Vector Space Search Engines in Perl
cascadefx writes "There is a great article on writing a Vector Space Search Engine in Perl over at the Orielly Network's Perl.com site. Most search engines, such as Google, use a reverse keyword index algorithm. The article, complete with code, proves yet again that there is (definitely) more than one way to do it. Try your hand. Add improvements and you may have a handy search engine for your site or... the next Google-killer."
... Quantum(tm) Computers become available! They can search through Hilbert space in polytime! Beat that with your puny Turing machines, ha!
It's a pity the article doesn't make this clearer (instead, it just says "Searches take place in RAM, so there's no disk or database access", which makes it sound as if it would be faster!)
There's a reason people invented indexing schemes!

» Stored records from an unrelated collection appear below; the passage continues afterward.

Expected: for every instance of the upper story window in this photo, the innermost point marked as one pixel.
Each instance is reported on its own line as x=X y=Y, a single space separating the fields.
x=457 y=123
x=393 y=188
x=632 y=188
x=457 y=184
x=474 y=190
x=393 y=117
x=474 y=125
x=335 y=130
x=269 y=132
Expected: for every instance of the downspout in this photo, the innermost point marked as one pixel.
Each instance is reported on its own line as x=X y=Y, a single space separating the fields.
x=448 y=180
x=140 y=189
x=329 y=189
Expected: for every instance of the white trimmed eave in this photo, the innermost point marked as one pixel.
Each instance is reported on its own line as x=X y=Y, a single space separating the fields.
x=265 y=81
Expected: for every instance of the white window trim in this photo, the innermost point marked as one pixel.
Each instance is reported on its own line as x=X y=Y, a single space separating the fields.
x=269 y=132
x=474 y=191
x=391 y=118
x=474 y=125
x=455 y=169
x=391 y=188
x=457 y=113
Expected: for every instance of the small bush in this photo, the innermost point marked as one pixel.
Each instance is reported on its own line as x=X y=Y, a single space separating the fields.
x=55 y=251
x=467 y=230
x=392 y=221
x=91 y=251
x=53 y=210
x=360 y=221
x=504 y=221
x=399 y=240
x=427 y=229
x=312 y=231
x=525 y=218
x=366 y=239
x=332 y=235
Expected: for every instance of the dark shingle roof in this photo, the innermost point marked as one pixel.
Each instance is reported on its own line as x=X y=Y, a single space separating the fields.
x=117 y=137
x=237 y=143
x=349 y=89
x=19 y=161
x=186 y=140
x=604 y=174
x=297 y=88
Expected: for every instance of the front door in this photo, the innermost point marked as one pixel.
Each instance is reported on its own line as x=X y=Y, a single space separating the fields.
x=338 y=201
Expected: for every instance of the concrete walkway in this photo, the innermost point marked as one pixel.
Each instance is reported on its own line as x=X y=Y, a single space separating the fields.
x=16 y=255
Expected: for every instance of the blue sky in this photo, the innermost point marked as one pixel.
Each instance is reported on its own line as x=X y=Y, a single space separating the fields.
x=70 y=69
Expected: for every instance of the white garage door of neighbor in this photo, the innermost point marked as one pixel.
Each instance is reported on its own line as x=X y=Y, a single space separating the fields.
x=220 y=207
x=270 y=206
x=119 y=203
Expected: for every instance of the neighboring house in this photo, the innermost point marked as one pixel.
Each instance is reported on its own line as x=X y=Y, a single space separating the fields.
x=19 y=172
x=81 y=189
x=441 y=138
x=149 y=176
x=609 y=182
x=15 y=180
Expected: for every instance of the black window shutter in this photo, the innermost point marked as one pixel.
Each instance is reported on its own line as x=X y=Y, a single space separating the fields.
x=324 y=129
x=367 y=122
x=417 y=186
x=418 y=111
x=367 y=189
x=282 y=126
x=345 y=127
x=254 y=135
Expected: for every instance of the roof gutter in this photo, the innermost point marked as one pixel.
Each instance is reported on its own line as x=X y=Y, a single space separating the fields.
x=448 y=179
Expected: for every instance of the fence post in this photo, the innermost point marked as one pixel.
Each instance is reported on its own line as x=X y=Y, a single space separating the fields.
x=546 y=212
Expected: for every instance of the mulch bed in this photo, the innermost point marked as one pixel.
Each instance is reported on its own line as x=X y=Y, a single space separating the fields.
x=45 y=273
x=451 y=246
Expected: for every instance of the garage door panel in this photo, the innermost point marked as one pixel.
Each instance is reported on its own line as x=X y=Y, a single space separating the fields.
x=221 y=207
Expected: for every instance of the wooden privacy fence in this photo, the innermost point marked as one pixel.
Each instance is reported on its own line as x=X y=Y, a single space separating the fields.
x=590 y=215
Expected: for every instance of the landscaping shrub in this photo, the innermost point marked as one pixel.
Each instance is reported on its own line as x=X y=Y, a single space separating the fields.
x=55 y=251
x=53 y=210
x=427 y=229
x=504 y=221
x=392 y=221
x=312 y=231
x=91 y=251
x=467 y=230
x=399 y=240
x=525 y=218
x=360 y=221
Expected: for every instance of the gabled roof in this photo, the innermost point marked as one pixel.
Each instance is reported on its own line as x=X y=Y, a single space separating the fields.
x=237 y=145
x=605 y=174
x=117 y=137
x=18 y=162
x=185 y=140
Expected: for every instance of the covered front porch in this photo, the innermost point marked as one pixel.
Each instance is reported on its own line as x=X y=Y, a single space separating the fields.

if you have visited www.kartoo.com you would notice that it is based on the same vector concept when searching for data, ofcourse it has the 3D gui that makes it easier to pick what you are looking for, personally i cant wait for google to implement and provide an option of being able to search the same way as kartoo.com does, in some incidents when i was cross searching for information, kartoos interface sped things up, so three cheers for vector based search engines ...
(vector based mapping is used in voice recognition technologies... many 2.5G and 3G small companies that are attempting to provide the next must have mobile voice services are using vector based mapping for recognition, but ofcourse mapping doesnt do the whole job by itself ;)
..... Ive quit sex, drugs and rocknroll but not lieing
can it find the wavefunction in problem 12.3 in Merzbacher? Goddamn Hilbert spaces!
I should hang out in the developers area of Slash more often. Sure, there were only 15 posts, but they were all good. Even the disagreements were interesting. Reminds me of the old Chips and Dips.
For all those spanish-readers interested, here is a very interesting article about VSM theory and interesting addings to search algorithms.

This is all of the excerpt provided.